The Swiss investment bank kicked off “the biggest global investor conference in Hong Kong” on Monday, Niall MacLeod, the curator of the week-long AIC, said in an interview. The event includes a two-day conference to be held on Tuesday and Wednesday at the Four Seasons Hotel.
“It has been such an important part of the global investor mindset, to come to this conference to learn about the region,” said MacLeod, head of product management at UBS. “We’re very proud of it being in Hong Kong. We’re very proud of the tradition of it.”
The event targets the bank’s institutional clients, hosting more than 3,000 registered attendees, including representatives from more than 300 companies from 15 markets in Asia-Pacific, Europe and North America.

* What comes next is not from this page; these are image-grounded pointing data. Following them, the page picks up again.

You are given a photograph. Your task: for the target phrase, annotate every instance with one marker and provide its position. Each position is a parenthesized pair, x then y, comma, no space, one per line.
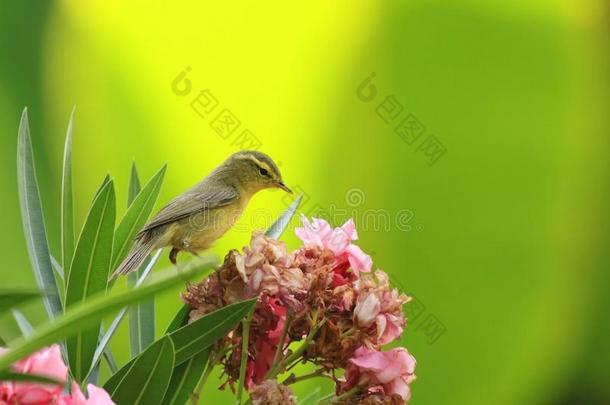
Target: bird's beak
(284,187)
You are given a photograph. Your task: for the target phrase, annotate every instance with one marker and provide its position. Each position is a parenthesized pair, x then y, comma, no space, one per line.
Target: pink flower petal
(358,260)
(350,229)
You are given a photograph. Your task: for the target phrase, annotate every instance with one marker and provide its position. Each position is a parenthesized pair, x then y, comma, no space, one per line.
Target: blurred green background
(502,240)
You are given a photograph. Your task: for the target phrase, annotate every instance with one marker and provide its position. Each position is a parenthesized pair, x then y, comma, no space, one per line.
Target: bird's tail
(135,257)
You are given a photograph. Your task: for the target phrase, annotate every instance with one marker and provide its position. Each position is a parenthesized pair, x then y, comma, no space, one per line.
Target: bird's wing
(191,203)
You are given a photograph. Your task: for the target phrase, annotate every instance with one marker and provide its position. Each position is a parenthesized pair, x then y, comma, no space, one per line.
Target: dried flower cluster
(324,298)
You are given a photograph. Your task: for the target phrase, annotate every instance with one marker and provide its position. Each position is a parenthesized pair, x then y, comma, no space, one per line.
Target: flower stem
(245,337)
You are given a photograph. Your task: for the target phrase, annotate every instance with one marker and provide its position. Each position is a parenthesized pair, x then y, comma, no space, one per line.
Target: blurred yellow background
(467,138)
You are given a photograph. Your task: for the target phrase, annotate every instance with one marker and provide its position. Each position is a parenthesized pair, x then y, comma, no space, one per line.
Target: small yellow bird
(196,218)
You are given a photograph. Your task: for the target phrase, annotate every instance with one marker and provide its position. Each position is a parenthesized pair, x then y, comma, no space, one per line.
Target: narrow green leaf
(185,378)
(19,377)
(137,341)
(67,209)
(105,181)
(280,224)
(91,312)
(22,322)
(33,221)
(180,319)
(59,270)
(136,216)
(196,336)
(134,184)
(148,377)
(10,298)
(89,275)
(110,361)
(141,316)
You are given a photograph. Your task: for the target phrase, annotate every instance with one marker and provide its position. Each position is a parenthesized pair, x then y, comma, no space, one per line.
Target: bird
(198,217)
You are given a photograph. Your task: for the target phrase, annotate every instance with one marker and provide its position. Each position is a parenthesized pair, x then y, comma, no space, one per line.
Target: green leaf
(136,216)
(311,398)
(103,343)
(146,381)
(202,333)
(101,187)
(180,319)
(10,298)
(142,315)
(59,270)
(185,378)
(89,275)
(192,339)
(67,209)
(280,224)
(22,322)
(33,221)
(96,308)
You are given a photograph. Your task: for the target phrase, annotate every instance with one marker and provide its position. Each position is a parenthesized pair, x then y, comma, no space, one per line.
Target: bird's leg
(172,256)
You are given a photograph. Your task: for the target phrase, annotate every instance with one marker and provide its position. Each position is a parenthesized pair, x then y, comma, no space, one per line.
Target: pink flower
(392,371)
(338,240)
(47,362)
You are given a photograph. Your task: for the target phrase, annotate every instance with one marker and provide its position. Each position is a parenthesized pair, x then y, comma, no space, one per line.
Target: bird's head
(254,171)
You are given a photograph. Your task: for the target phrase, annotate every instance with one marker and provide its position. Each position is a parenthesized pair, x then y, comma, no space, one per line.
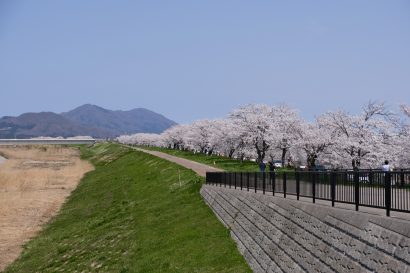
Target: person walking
(271,166)
(262,166)
(386,166)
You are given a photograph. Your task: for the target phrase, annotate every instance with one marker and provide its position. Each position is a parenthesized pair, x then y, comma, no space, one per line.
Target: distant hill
(85,120)
(138,120)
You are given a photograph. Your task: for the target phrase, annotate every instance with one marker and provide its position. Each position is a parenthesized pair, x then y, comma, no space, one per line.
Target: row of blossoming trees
(335,139)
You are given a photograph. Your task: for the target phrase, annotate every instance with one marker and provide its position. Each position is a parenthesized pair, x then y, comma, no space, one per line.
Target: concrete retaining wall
(280,235)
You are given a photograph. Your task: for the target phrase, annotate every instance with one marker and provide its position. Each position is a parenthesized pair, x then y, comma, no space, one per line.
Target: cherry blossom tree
(286,128)
(314,140)
(255,123)
(363,139)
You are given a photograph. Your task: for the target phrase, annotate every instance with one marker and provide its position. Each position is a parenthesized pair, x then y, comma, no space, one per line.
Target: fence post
(247,180)
(297,175)
(263,182)
(314,186)
(333,187)
(387,192)
(256,181)
(356,189)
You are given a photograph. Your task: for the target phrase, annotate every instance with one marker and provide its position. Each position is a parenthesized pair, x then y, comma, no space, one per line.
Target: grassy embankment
(132,214)
(224,163)
(221,162)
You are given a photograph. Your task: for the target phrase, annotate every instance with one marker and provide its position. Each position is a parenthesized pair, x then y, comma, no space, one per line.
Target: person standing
(262,166)
(386,166)
(271,166)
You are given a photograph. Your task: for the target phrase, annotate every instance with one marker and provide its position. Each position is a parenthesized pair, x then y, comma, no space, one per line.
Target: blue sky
(200,59)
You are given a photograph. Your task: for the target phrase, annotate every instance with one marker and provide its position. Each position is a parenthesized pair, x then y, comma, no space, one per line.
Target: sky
(192,60)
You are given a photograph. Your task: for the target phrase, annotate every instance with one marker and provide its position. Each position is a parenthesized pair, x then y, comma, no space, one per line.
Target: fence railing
(386,190)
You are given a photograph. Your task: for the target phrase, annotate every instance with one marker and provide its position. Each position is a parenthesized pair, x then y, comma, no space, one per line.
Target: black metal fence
(386,190)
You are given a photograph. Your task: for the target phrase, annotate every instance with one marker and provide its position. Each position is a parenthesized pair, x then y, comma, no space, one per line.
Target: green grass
(224,163)
(132,214)
(221,162)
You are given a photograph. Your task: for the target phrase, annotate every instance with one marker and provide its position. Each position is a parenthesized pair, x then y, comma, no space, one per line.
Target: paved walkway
(199,168)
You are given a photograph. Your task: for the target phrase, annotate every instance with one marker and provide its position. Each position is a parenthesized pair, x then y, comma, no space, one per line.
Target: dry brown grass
(34,182)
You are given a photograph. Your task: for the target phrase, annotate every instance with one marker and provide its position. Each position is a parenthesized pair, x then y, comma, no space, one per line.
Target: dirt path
(199,168)
(34,182)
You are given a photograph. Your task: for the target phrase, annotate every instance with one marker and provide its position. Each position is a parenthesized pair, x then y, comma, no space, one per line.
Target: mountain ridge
(87,119)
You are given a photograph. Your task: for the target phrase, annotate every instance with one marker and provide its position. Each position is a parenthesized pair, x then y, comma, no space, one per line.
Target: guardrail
(386,190)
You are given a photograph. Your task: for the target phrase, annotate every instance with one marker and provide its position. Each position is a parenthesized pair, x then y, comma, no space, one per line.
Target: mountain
(85,120)
(138,120)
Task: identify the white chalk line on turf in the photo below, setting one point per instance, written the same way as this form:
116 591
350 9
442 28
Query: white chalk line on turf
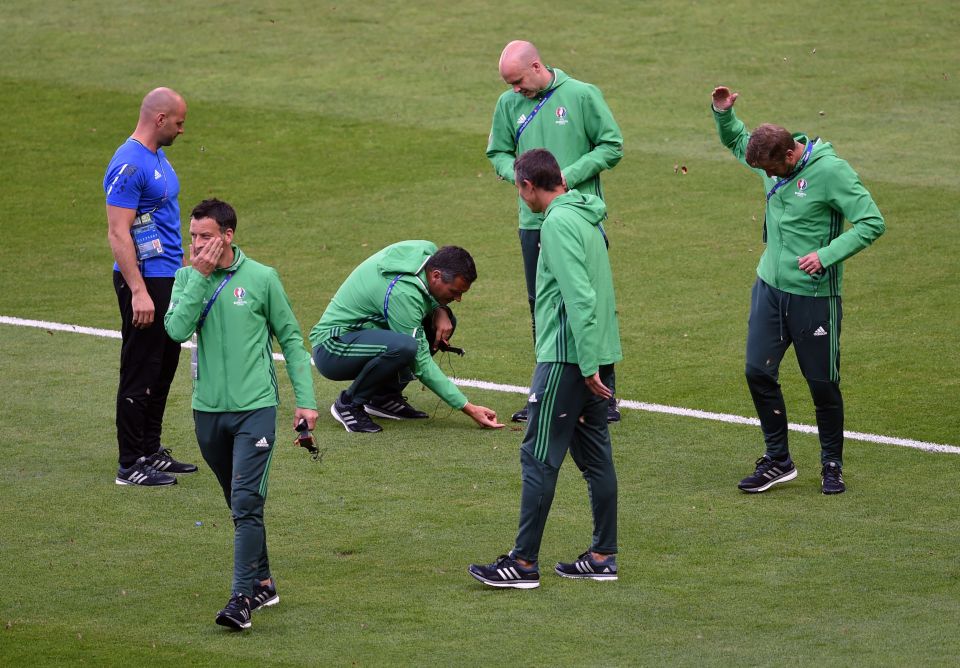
519 389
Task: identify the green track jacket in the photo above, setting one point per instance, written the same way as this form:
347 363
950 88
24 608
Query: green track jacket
576 309
806 214
575 124
235 369
360 304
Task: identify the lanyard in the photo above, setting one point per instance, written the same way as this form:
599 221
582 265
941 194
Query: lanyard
803 163
216 293
526 121
386 297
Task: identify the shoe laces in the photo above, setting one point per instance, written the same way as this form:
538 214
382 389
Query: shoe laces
238 600
763 465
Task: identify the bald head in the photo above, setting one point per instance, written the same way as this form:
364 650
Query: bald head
161 100
521 68
162 114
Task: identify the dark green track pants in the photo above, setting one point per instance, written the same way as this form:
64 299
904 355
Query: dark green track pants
238 447
376 360
812 325
559 398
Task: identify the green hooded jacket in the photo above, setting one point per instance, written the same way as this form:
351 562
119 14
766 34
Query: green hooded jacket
235 369
575 124
576 312
362 299
806 214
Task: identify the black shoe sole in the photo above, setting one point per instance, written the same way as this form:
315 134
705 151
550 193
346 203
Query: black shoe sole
336 416
230 623
376 412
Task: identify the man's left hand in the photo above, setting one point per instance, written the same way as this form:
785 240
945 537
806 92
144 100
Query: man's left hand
595 385
307 414
443 327
810 263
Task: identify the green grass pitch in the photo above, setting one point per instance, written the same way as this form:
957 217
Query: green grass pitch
337 128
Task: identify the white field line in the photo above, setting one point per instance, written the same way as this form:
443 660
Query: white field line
519 389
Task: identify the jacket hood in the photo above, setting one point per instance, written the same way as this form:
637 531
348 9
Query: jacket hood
405 257
589 207
559 77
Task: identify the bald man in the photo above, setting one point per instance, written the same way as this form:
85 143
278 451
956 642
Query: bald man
143 228
545 108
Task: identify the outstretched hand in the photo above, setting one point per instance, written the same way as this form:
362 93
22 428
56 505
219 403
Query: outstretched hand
482 415
723 99
596 386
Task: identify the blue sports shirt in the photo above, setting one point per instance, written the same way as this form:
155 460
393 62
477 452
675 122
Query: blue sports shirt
137 178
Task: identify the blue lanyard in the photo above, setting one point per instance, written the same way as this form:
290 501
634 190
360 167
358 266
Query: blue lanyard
386 297
216 293
803 163
526 121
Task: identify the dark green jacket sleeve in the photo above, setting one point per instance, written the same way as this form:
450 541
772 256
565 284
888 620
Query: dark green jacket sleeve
734 135
502 145
186 303
847 194
285 328
604 135
562 246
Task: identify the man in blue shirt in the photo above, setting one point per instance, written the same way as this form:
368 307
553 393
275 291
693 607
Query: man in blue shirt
143 221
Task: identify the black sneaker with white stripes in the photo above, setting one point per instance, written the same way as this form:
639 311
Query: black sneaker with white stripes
236 614
264 595
353 417
163 461
767 474
831 479
141 473
586 567
505 572
393 407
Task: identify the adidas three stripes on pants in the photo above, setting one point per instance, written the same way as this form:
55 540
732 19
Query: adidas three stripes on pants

The agenda, with 100 speakers and 50 panel discussions, will shed light on the “top-down” and “bottom-up” topics on investors’ minds, according to MacLeod.
These include macro and big-picture topics such as interest rates, climate, and geopolitics, as well as micro content like generative artificial intelligence, neuroscience developments on the mind and longevity, the future of cities and succession.
“All these things coming together are essentially the way that institutional investors think,” MacLeod said.
MacLeod said the bank never considered moving the AIC. “Hong Kong is Asia’s world city,” he said. “This is still the premier place that people want to come to debate the issues in the world within this region.”
The change was “client-centric”, MacLeod said. “If you look through the calendar of companies reporting, what is the time of year that you can get the maximum number of companies to come to a conference to present to our institutional clients? I say the end of May is a much, much better time than the end of March.”
The AIC will also feature Nobel Economics laureate Paul Romer, Megan Smith, former chief technology officer in the Obama administration, and Raghuram Rajan, former governor of the Reserve Bank of India.